Она сказала, что если бы на тот момент у меня был загранпаспорт, то помогла бы сразу же уехать и попросила меня взять 400 долларов, чтобы я сделала себе паспорт.
Моя тетя уговаривала меня уехать из этой страны, говорила, что поможет во всем. Я собрала все силы в себе и вышла на работу, которую мне предложили, так как мне нужно было кормить семью.
В марте 2005 года, освободили моего брата, так как он был не транспортабельным. А осенью того же года по истечении срока освободили и моего мужа. Мы вместе с ним и нашим сыном стали жить в Грозном.
Однажды у входа в институт Бекхана задержали вместе с другом, якобы для выяснения личности, и продержали два дня.
В 2006 году 31 марта ночью, к нам ворвались люди в масках. Они, избивая моего мужа на глазах ребенка, увезли. Они продержали Бекхана до 1 июля 2007 года. За время, которое мой муж провел в заточении, он полностью поседел и лишился передних зубов. Над ним применялись очень страшные пытки, о которых даже говорить непристойно. Да, он воевал в первую кампанию, как и все, но после перешел к мирной жизни. Но его не оставляли в покое…
В последнее время мы с мужем жили раздельно по его желанию. Он хотел этого в целях нашей безопасности. Мы с сыном жили у мамы, а муж жил то в своем отчем доме, то у своей сестры. Он часто навещал нас. Бекхан всегда говорил, что как только у него получится, мы уедем, и что он делает для этого все возможное.
18 января 2009 года он приехал к нам с утра, посидел с нами. Мы пообщались, пообедали. После обеда он вышел с сыном на прогулку. Когда они пришли домой, он, совершив послеобеденную молитву, попрощавшись с нами, ушел, сказав, что позвонит.
Неподалеку от нас жил его друг, к которому он зашел по дороге домой.
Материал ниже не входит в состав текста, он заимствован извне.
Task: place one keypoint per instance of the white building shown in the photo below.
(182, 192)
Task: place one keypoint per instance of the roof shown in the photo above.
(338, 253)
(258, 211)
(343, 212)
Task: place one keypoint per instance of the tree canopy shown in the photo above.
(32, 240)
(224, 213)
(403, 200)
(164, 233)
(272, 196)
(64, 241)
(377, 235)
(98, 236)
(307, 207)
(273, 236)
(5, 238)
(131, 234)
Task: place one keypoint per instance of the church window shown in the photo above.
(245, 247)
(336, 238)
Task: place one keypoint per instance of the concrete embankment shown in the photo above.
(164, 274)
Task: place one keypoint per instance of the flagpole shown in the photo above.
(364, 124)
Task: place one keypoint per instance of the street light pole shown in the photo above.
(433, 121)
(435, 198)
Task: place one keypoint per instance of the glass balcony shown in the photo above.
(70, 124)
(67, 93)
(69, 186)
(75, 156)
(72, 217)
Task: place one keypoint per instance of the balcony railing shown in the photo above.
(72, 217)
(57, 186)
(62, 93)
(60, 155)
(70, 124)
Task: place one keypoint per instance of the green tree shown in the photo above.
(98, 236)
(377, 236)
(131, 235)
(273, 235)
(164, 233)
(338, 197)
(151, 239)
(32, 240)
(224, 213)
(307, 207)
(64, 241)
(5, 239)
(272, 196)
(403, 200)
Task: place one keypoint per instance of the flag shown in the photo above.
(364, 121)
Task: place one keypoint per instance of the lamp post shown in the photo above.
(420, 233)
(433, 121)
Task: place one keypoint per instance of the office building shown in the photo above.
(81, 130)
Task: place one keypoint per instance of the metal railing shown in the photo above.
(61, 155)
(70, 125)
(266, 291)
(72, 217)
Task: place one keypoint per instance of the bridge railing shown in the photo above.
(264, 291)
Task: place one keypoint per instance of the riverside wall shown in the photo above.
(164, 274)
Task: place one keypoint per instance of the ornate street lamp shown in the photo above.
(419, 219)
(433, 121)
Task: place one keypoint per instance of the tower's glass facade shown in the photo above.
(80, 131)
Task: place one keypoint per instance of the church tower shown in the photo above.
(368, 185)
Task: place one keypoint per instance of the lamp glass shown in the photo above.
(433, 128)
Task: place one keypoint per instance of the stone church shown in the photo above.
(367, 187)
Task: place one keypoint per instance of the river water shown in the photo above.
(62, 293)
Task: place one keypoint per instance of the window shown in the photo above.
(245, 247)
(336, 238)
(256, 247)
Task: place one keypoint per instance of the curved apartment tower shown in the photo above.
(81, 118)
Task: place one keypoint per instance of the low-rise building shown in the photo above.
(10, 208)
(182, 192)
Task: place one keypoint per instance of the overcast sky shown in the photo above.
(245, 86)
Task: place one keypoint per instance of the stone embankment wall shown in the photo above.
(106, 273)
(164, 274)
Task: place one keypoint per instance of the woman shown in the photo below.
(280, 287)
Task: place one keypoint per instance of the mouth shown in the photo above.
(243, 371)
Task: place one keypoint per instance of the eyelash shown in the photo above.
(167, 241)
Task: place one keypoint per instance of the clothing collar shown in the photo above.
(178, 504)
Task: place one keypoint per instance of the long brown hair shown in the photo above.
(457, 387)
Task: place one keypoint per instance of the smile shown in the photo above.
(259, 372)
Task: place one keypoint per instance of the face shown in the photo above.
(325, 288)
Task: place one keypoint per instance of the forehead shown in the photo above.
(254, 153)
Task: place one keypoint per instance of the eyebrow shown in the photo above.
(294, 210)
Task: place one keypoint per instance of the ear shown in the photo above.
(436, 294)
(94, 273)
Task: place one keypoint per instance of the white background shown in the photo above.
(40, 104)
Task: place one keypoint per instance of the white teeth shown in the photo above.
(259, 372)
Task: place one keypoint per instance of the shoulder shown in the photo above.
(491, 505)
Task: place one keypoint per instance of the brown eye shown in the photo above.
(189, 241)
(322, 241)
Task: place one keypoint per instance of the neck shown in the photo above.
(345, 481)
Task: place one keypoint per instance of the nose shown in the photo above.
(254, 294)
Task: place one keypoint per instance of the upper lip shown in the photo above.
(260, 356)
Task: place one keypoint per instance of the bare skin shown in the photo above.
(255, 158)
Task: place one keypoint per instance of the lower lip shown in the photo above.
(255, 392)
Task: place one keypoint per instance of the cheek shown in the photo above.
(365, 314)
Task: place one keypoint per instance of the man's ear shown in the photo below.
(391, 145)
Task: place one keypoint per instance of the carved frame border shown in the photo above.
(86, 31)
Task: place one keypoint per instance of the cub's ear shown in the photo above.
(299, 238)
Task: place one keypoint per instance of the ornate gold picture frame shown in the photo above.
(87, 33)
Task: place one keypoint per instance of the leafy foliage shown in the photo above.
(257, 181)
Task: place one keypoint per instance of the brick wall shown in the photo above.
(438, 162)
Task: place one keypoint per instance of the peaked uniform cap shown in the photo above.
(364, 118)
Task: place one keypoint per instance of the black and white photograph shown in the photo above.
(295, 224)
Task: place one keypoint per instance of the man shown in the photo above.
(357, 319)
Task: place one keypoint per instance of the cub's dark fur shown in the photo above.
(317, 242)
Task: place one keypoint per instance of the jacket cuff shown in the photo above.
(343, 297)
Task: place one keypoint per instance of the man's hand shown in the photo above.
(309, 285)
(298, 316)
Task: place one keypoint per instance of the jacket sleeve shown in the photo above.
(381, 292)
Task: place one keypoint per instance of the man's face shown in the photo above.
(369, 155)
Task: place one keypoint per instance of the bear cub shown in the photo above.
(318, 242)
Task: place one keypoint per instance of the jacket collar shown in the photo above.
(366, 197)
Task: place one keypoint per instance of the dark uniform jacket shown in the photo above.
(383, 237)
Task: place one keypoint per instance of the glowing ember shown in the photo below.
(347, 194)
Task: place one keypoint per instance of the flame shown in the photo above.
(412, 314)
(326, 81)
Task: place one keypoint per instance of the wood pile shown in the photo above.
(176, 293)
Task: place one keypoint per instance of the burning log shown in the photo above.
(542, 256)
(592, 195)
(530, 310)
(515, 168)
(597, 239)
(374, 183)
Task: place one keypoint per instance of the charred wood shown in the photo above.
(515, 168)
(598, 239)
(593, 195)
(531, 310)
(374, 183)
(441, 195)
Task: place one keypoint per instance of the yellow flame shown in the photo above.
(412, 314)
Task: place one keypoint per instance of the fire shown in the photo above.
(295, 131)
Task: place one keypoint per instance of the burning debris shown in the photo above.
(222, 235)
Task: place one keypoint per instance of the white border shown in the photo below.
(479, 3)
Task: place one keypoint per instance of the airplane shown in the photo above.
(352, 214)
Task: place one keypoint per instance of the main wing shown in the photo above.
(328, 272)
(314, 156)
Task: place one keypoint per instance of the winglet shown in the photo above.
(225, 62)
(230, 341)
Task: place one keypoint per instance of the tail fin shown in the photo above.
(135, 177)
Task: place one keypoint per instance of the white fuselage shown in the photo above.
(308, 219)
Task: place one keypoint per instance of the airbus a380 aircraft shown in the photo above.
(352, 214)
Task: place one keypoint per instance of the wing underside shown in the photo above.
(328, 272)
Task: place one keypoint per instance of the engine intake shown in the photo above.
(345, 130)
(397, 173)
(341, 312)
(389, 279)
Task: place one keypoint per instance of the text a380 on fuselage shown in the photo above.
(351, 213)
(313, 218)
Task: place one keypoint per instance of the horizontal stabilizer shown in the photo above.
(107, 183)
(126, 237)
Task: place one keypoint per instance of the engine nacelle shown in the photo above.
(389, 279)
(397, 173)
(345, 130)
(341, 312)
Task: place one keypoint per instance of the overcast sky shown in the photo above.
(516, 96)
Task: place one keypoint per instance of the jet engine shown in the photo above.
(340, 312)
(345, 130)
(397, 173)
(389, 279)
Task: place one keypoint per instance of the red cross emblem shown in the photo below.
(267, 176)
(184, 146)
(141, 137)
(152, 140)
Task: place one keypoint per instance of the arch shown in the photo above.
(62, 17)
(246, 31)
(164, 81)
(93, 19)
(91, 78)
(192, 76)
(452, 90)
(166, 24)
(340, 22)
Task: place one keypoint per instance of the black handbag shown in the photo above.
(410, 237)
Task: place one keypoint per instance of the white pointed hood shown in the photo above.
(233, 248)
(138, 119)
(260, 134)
Они сидели, пили чай. Но вдруг дом окружили русские военные и кадыровцы. Они, выбив двери, заскочили в комнату и расстреляли обоих на месте. В тот вечер я так и не дозвонилась к мужу. Я волновалась, потому что неподалеку от нас примерно в 9 часов вечера раздались автоматные выстрелы. (Об этом был сюжет по центральному телевидению, в котором рассказывалось о ликвидации двух «боевиков», которые на самом деле оказались мирными жителями. – Д.А.)
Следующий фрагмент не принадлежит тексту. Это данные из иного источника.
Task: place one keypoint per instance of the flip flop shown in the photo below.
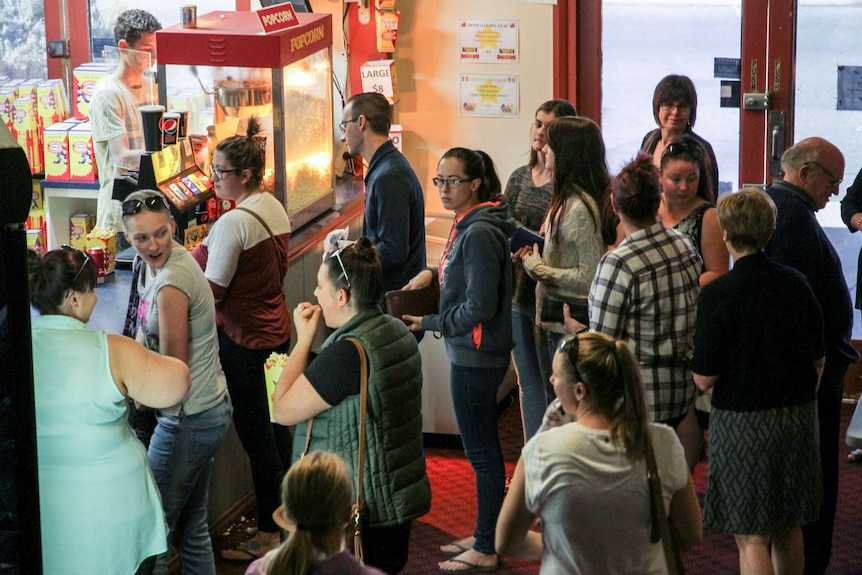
(471, 567)
(245, 551)
(457, 545)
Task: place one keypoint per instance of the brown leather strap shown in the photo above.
(281, 256)
(363, 412)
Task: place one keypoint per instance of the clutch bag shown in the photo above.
(419, 302)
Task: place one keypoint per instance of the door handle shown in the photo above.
(776, 121)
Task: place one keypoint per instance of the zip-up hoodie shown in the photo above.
(476, 288)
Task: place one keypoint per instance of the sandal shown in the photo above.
(247, 551)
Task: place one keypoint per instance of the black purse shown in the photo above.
(552, 309)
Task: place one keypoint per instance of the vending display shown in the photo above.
(227, 70)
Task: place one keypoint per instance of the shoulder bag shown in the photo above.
(658, 515)
(363, 413)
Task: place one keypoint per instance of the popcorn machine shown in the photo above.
(227, 69)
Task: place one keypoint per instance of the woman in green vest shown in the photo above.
(319, 393)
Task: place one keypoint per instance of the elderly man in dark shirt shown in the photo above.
(394, 203)
(813, 170)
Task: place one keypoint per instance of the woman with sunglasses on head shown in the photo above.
(587, 480)
(578, 226)
(686, 207)
(176, 318)
(320, 394)
(528, 194)
(100, 507)
(645, 293)
(674, 107)
(475, 279)
(245, 260)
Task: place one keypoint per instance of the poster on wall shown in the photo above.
(488, 41)
(489, 95)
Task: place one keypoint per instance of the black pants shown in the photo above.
(818, 535)
(267, 445)
(385, 547)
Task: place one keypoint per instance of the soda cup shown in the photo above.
(151, 122)
(170, 128)
(97, 254)
(183, 128)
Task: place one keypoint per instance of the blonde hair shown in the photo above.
(612, 379)
(317, 494)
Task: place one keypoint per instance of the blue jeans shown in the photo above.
(181, 456)
(474, 396)
(531, 384)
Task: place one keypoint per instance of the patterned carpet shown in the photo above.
(453, 513)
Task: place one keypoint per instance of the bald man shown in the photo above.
(813, 170)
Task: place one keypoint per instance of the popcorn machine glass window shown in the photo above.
(225, 71)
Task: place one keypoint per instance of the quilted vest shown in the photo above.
(396, 485)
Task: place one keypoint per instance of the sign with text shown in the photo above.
(488, 41)
(277, 18)
(489, 95)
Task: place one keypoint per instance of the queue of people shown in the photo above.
(642, 261)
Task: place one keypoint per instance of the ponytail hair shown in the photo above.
(478, 165)
(52, 275)
(364, 279)
(247, 152)
(317, 494)
(612, 379)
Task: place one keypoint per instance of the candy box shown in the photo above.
(272, 369)
(107, 240)
(79, 226)
(82, 158)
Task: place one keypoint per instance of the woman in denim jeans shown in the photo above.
(176, 317)
(475, 278)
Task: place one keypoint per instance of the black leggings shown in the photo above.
(267, 445)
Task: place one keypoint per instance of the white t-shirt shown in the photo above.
(594, 503)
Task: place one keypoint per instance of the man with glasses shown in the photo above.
(117, 133)
(813, 170)
(394, 203)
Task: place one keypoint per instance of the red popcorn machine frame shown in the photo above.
(227, 69)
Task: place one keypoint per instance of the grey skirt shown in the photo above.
(764, 470)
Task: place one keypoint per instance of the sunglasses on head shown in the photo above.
(337, 255)
(152, 203)
(84, 255)
(682, 148)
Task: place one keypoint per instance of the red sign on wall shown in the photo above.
(277, 18)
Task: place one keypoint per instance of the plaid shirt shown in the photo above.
(645, 293)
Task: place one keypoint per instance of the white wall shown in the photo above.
(428, 67)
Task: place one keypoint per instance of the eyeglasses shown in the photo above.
(682, 148)
(152, 203)
(86, 257)
(441, 182)
(680, 106)
(833, 181)
(337, 255)
(343, 125)
(218, 172)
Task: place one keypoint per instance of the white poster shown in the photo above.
(489, 95)
(488, 41)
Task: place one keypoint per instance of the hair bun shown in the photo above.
(365, 249)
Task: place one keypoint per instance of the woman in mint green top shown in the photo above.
(100, 508)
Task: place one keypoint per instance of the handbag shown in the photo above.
(418, 302)
(552, 309)
(356, 517)
(658, 516)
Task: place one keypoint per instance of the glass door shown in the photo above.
(642, 42)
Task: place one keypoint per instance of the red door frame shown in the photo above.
(768, 46)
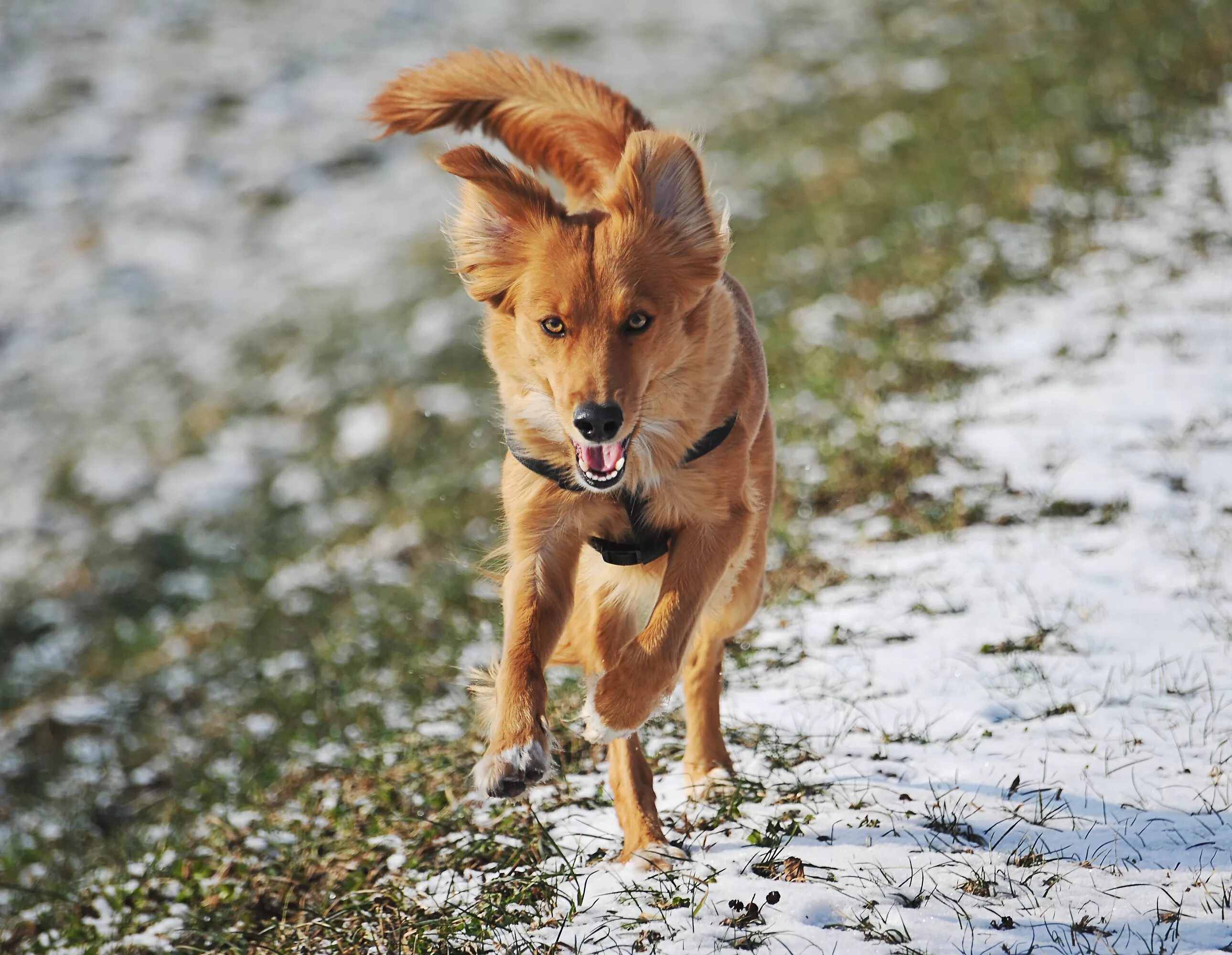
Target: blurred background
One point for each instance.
(247, 436)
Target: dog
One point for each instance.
(640, 470)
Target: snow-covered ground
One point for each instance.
(1019, 735)
(175, 178)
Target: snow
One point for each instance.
(959, 792)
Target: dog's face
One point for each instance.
(593, 310)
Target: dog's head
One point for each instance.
(595, 311)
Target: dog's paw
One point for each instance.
(656, 857)
(507, 774)
(594, 729)
(715, 784)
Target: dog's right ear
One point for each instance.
(501, 205)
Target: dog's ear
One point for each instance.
(501, 205)
(661, 175)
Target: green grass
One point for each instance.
(307, 714)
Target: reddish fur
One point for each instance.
(648, 241)
(548, 116)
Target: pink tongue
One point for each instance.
(601, 459)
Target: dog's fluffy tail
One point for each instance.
(548, 116)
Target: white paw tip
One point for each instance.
(526, 763)
(656, 857)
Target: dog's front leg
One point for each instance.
(537, 602)
(647, 669)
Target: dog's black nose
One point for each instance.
(598, 422)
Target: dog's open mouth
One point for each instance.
(601, 466)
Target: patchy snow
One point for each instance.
(1018, 735)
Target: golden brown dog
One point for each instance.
(641, 451)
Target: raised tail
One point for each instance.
(548, 116)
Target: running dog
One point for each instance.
(640, 467)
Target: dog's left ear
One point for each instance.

Наутро 19 января 2009 года позвонила сестра Бекхана и сказала, что моего мужа убили в Грозном, по ул. Садовой. Тело Бекхана нам отдали через два дня. В тот же день 20 января его похоронили. К вечеру я поехала домой. На следующий день в пятом часу утра люди в военной форме оцепили дома и начали проводить зачистку. Шли слухи, что они ищут женщину с ребенком.
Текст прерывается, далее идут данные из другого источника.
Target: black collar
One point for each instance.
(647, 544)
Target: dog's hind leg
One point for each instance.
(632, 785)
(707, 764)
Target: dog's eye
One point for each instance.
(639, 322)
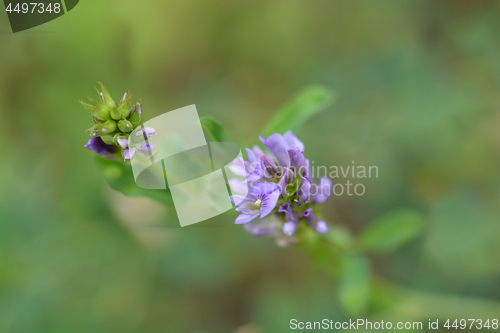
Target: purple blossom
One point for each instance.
(128, 153)
(291, 220)
(98, 146)
(260, 201)
(280, 175)
(146, 147)
(147, 132)
(122, 142)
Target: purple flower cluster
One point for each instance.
(281, 191)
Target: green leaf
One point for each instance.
(119, 177)
(354, 283)
(303, 106)
(390, 231)
(214, 130)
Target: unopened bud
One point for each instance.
(125, 126)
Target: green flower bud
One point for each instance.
(125, 126)
(104, 128)
(124, 106)
(97, 110)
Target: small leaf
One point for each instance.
(303, 106)
(391, 231)
(354, 283)
(119, 177)
(214, 129)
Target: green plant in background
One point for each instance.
(337, 251)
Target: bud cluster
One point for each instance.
(113, 123)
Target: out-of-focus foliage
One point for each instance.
(417, 94)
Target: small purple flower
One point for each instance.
(322, 191)
(283, 173)
(260, 201)
(99, 147)
(122, 142)
(291, 220)
(147, 132)
(128, 153)
(304, 190)
(146, 147)
(319, 226)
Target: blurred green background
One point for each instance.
(417, 86)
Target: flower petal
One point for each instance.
(290, 227)
(305, 190)
(128, 153)
(321, 227)
(122, 142)
(289, 215)
(297, 160)
(247, 217)
(322, 191)
(269, 200)
(98, 146)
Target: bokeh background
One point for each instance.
(417, 86)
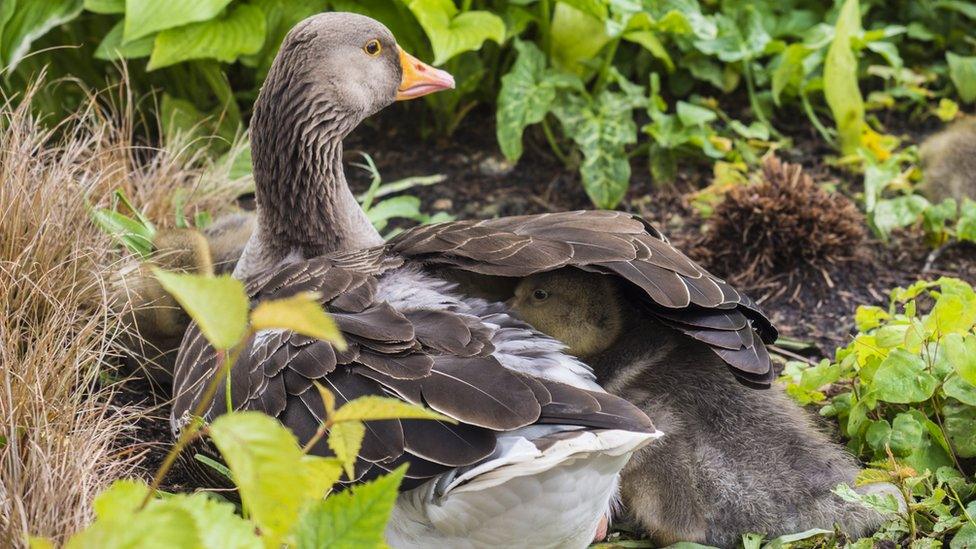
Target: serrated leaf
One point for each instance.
(902, 378)
(268, 469)
(375, 408)
(145, 17)
(840, 79)
(218, 305)
(451, 33)
(240, 32)
(345, 439)
(301, 313)
(24, 21)
(351, 519)
(112, 46)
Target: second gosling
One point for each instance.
(732, 460)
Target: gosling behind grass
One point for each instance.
(151, 312)
(733, 460)
(949, 162)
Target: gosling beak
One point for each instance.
(420, 79)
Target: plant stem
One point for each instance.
(191, 430)
(553, 144)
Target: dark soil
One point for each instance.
(816, 308)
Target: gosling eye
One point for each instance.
(373, 48)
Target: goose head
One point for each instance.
(583, 310)
(332, 71)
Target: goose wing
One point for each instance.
(441, 357)
(676, 290)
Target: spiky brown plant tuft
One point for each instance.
(783, 225)
(61, 438)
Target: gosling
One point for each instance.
(949, 162)
(733, 460)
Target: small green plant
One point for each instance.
(907, 404)
(284, 491)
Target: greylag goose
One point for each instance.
(538, 444)
(732, 460)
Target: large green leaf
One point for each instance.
(240, 32)
(351, 519)
(962, 71)
(450, 32)
(218, 305)
(145, 17)
(23, 21)
(527, 94)
(840, 79)
(113, 47)
(268, 468)
(902, 378)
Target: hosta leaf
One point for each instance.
(962, 71)
(840, 79)
(145, 17)
(112, 46)
(961, 352)
(902, 378)
(374, 408)
(24, 21)
(345, 439)
(350, 519)
(301, 313)
(105, 6)
(268, 469)
(450, 32)
(527, 95)
(217, 304)
(240, 32)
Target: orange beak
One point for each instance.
(420, 79)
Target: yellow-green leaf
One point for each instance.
(840, 79)
(217, 304)
(345, 439)
(374, 408)
(300, 313)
К великому счастью я свою девичью фамилию не поменяла. В тот же день моя тетя забрала меня с сыном и увезла в Назрань к своей подруге. Я пробыла там две недели.
6 февраля 2009 приехала моя тетя и сказала, что завтра я должна уехать. Что все для отъезда готово, и она обо всем договорилась. На следующее утро на рассвете к дому подъехал маленький микроавтобус, из которого вышел человек и поздоровался с нами. Он пообещал тете, что обо всем позаботится. Я попрощалась с тетей, и мы уехали.
8 февраля к вечеру мы прибыли в Киев. Там я переночевала с сыном. На рассвете следующего дня хозяева отвели нас к машине. Шли долго. Из машины вышел мужчина, поздоровался с нами, поднял нас в кузов, и показал где можно прилечь.
12 февраля 2009 года на рассвете мы прибыли в Брюссель. Шофер объяснил как нам дойти до вокзала, и что там можно спросить – где находится Комиссариат по беженцам. Мы шли полчаса и дошли до места, где я просила предоставить мне с сыном убежище.
(Подлинная история, в которой имена, фамилии изменены).